All dogs were allowed to recover for 2 weeks during which time they were trained to lie quietly on the experimental table. Catheters were flushed daily and filled with a solution of 50% heparin such that each catheter was filled with 1000–1500 units. Cephalothin (50 mg/kg i.v.) was administered twice daily for the first 7 days postoperatively. The animals used in the study were maintained in accordance with the Guide for the Care and Use of Laboratory Animals (DHEW Publication No. (NIH) 85-23, revised 1985) and the Standing Committee on Animal Care of Harvard Medical School.

2.2 Experimental protocol
All animals were studied in both the control state and in advanced heart failure which was induced by rapid right ventricular pacing as described previously [31, 32]. Briefly, right ventricular pacing was initiated at 240 beats per minute using a programmable miniature cardiac pacemaker (model 4543, PACE Medical, Waltham, MA) which was worn externally and secured to the animal's vest. At the time of study, the pacing was terminated for at least 30 min and all experimental recordings were made during the intrinsic sinus rhythm. Rapid right ventricular pacing was maintained for an average of 36 days during which severe congestive heart failure developed as manifested by elevated LA pressures and depressed cardiac outputs. Clinical signs of heart failure included lethargy, anorexia, exercise intolerance and abdominal ascites. In addition, plasma renal activity was monitored and the animals were studied when they manifest at least a threefold increase (above baseline) in plasma renin activity.

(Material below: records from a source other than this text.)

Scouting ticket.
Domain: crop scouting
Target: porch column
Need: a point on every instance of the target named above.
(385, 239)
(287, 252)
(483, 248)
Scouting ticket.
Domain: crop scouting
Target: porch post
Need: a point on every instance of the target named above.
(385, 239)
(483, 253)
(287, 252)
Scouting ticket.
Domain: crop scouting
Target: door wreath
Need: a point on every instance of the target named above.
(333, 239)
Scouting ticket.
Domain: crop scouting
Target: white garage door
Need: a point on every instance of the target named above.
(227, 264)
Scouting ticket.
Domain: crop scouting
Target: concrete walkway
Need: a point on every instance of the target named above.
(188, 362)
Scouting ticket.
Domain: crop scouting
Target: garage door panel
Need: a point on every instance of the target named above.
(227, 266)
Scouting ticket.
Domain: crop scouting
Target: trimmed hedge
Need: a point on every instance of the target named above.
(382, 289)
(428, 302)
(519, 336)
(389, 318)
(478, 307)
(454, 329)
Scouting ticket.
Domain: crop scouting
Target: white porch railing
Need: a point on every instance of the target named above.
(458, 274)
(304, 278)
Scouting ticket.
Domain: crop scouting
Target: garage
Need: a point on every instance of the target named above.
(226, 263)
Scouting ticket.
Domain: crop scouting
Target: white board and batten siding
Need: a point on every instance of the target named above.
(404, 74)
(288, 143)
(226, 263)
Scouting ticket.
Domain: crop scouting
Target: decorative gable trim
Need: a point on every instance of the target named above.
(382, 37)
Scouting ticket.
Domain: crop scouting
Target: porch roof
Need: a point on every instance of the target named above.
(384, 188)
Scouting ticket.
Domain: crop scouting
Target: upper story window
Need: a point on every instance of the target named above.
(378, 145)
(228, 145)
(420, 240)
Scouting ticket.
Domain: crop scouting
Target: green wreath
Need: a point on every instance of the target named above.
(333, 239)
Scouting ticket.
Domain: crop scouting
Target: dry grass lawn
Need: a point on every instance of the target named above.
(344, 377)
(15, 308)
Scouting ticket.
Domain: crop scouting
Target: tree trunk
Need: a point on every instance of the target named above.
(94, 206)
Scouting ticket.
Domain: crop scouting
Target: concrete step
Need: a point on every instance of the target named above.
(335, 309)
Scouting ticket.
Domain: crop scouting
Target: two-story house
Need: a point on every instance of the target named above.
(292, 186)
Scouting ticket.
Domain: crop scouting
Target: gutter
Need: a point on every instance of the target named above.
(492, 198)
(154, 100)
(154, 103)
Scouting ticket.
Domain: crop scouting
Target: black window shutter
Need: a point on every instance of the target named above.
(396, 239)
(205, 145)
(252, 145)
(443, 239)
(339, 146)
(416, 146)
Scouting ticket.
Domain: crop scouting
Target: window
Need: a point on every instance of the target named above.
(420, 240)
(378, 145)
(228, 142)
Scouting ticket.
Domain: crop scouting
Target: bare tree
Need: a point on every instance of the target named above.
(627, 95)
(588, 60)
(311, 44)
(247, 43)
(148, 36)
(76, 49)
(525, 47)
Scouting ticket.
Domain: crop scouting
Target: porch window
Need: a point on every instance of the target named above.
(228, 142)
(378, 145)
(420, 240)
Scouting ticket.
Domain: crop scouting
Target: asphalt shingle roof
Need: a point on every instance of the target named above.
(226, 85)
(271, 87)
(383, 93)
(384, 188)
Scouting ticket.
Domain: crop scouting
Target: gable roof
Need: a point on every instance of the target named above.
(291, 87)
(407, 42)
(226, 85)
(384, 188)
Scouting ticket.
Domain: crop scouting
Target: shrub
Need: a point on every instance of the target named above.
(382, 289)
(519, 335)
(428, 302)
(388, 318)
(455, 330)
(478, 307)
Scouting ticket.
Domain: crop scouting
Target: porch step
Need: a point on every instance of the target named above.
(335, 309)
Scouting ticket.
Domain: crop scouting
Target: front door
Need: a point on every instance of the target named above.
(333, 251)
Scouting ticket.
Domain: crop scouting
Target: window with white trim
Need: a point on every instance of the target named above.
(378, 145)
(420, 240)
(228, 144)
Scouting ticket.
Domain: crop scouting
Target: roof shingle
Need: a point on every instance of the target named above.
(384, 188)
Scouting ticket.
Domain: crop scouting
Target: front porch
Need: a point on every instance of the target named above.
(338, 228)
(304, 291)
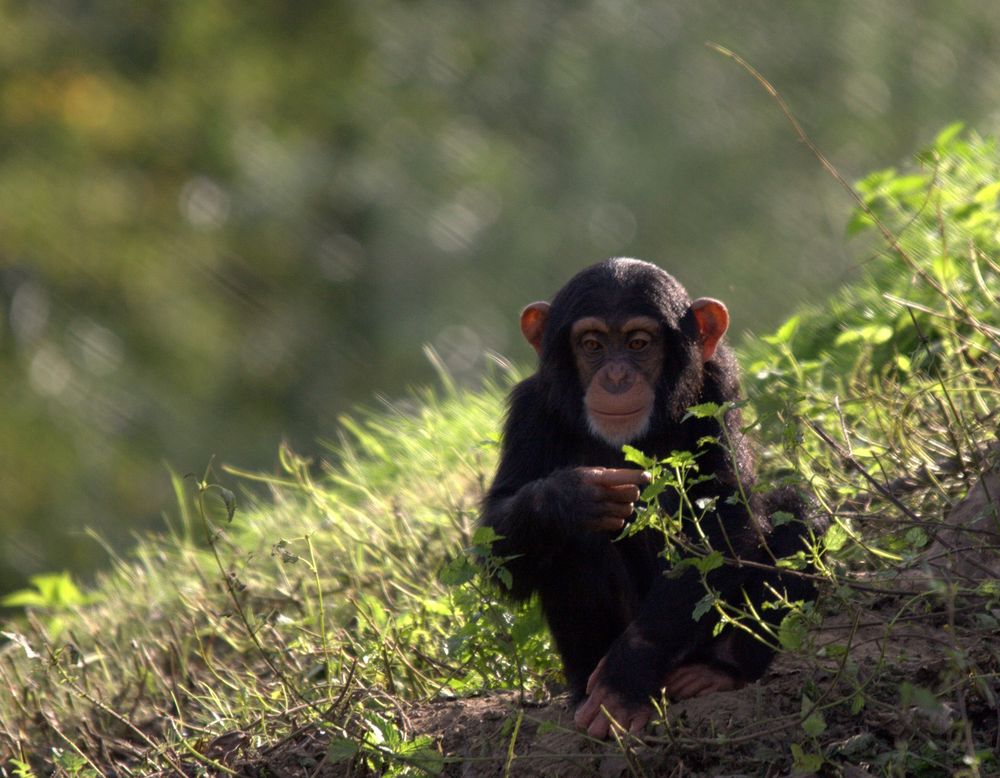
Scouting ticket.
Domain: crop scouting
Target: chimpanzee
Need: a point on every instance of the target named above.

All hemodynamic measurements were made in the intrinsic sinus rate with the animal fully conscious while lying quietly on the experimental table. All dogs were fed a standard, non sodium restricted diet and received no medications other than the aforementioned study drugs. Nine dogs received both CP80794 and captopril in the control state and during the advanced stages of heart failure. Dose–response relationships were established to CP80794 by bolus injection of 0.1, 1.0 and 3.0 mg/kg. The vehicle for CP80794 (hydroxypropyl β-cyclodextran) was used as control. The dose–response relationship to captopril was established by bolus injection of 0.01, 0.1 and 1.0 mg/kg. In the control state, dogs received CP80794 prior to captopril after it was determined that CP80794 had no hemodynamic effects in the control state in the sodium-replete, conscious dog. In heart failure, the order in which the drugs were administered was randomized with at least 1 day separating the administration of the two agents. After the dose–response data were established, further analyses in heart failure were conducted at maximum equihypotensive doses which caused comparable decreases in mean arterial pressure.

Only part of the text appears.